By Marsha Fottler
Despite the lush and beguiling detail of an old-master still-life painting of peaches and blackberries on the cover of this novel, The Cookbook Collector is not really at the heart of things about cooking; you’ll find no usable recipes therein. Cuisine is significant but only tangentially. The character who represents the title is a serious bachelor home cook who begins to collect culinary publications because he owns a bookstore and covets first editions for his own private library. He’s also in love with one of the main characters.
In food terms, however, this book is a complex relationship stew that bubbles and simmers finally delivering an experience that satisfies the senses. The story tracks along parallel lines in Boston and Berkeley, where the two under-30 single Bach sisters live. They are the main ingredients.
Jess is a romantic on no particular career path who works part time in a bookstore and thinks she is love with an environmental activist named Leon who doesn’t treat her well. Emily is an ambitious CEO of a Silicon Valley tech company on the brink of major success. The sisters’ friends, love interests and family members add to the rich and spicy broth in this character-driven book that can also be put into the category of the 9/11 novel since that tragedy becomes a defining moment for one of the characters.

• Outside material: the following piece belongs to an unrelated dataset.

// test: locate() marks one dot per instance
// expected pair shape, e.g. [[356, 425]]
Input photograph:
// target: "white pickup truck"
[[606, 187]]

The story is basically about the tension between pursuing what you think you want and finally knowing what you actually need. Skilled author Allegra Goodman takes her time letting these young women find their way. Jess (who is such a vegan that she won’t eat harvested honey from “indentured bees”) is always hungry but it’s obvious she has a longing that can’t be sated with calories. Emily takes food and her romantic future for granted until everything changes forever in a matter of minutes.

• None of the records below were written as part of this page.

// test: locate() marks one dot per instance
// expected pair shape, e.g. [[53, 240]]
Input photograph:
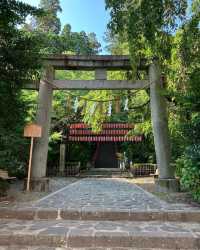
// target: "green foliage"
[[3, 187], [49, 22], [19, 60], [189, 170]]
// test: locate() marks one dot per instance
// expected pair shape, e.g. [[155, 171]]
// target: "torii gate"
[[100, 64]]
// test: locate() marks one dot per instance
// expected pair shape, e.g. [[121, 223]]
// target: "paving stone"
[[96, 194]]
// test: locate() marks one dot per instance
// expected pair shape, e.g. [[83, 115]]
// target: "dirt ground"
[[16, 194], [147, 183]]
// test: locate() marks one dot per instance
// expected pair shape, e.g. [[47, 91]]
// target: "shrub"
[[3, 187], [188, 169]]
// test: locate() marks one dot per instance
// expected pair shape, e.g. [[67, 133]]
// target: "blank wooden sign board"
[[34, 131]]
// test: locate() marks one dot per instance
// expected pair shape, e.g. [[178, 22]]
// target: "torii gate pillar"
[[166, 181], [39, 182]]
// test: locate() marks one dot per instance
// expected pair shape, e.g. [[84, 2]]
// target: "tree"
[[50, 22], [19, 60], [146, 25]]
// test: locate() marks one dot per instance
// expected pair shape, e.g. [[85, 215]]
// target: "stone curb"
[[104, 240], [59, 214]]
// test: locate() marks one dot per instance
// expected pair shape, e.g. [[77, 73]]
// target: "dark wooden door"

Along the way to self realization for the sisters (and others who orbit them) there is some lengthy talk of food as nurturing or seductive elements – Alice B. Toklas Haschich Fudge, Cinnebons to serve at at Emily’s I.P.O. brunch, a lovely poetic Tudor description of a strawberry tart. And there is this lusty daydream of George, the shy cookbook collector:
“If he could have Jess, he would feed her…he longed to nourish her with clementines, and pears in season, fresh whole-wheat bread and butter, wild strawberries, comte cheese, fresh figs and oily Marcona almonds, tender yellow beets. He would sear red meat, if she would let him, and grill spring lamb. Cut the thorns off artichokes and dip the leaves in fresh aioli, poach her fish – thick Dover sole in wine and shallots – julienne potatoes and roast a whole chicken with lemon slices under the skin. He would serve a salad of heirloom tomatoes and fresh mozzarella and just-picked basil. Serve her and watch her savor dinner, pour for her, and watch her drink. That would be enough for him. To find her plums in season and perfect nectarines, velvet apricots, dark and succulent duck. To bring her all these things and watch her eat.”
Who could resist such a lover?
(The Cookbook Collector by Allegra Coodman. Dial Press, New York. $26.)